- The Washington Times - Monday, March 16, 2009

DETROIT (AP) - If Chrysler LLC and Fiat Group SpA join forces, Chrysler would get technology and other items worth $8 billion to $10 billion, Chrysler’s chief executive said Monday.

Chrysler has a tentative deal with Fiat that would give the Italian automaker a 35 percent stake in Chrysler in exchange for mainly small-engine and small-car technology.

While Fiat wouldn’t pay any cash for its stake, CEO Bob Nardelli said in an e-mail to employees that Fiat’s contribution would be equal to or greater than the loans Chrysler is seeking from the U.S. government.

Nardelli said Chrysler is working to meet the conditions of its $4 billion federal loan and prove it deserves to get the additional $5 billion it has requested. All automakers are struggling as they try to make it through the worst U.S. sales slump in 27 years.

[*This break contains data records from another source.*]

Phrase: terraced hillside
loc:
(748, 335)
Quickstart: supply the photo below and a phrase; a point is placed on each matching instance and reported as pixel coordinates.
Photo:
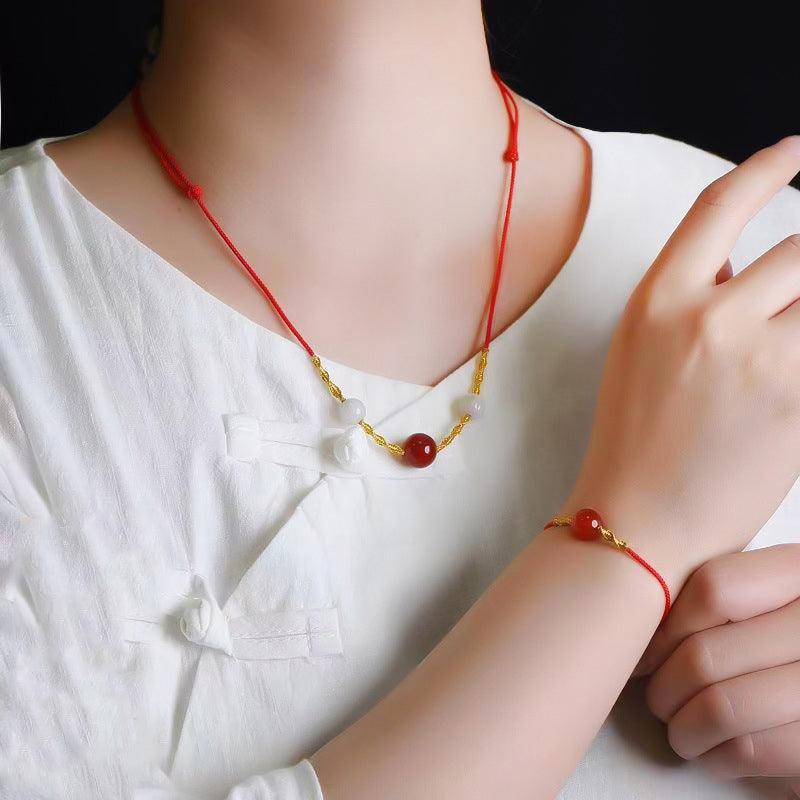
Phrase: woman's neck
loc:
(329, 94)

“Fiat would make available to us its entire product portfolio and powertrain technology, worldwide distribution capabilities for vehicles we produce today and synergies in the areas of purchasing and engineering, among others,” Nardelli wrote.

Nardelli said the terms of the Fiat deal are the same as those required by the U.S. government to get more federal loans.

Chrysler is negotiating with stakeholders, including the United Auto Workers union, for concessions that the government has specified under the loan terms. Included are parity in total labor costs with Japanese automakers with U.S. factories, swapping debt for equity in the company, and converting to equity half the $10.6 billion in payments to a union-run trust fund that will take over retiree health care costs next year.

“It is critical we meet all of our government requirements as the first step in finalizing the alliance with Fiat,” Nardelli wrote.

He also said the company would be viable without a partner, even with a conservative forecast of U.S. auto sales. Chrysler’s viability plan submitted to the government says it would have $2.9 billion in earnings before taxes this year if industrywide U.S. auto sales total 10.1 million vehicles.

Chrysler said in its plan that it lost $8 billion last year, and industry analysts have questioned whether it can stand on its own or even survive the year. The company’s sales so far this year are down 49 percent when compared with the first two months of last year. In 2008, sales fell 30 percent.

But Nardelli wrote that Chrysler intends to keep its U.S. market share at 10 percent, and since 1992, it has lost only 2.4 percentage points in share. Ford Motor Co. and General Motors Corp. have lost 45 percent of their market share during the same period, Nardelli wrote.

He said maintaining steady market share is a conservative assumption because the company plans to launch 24 new products in the next two years.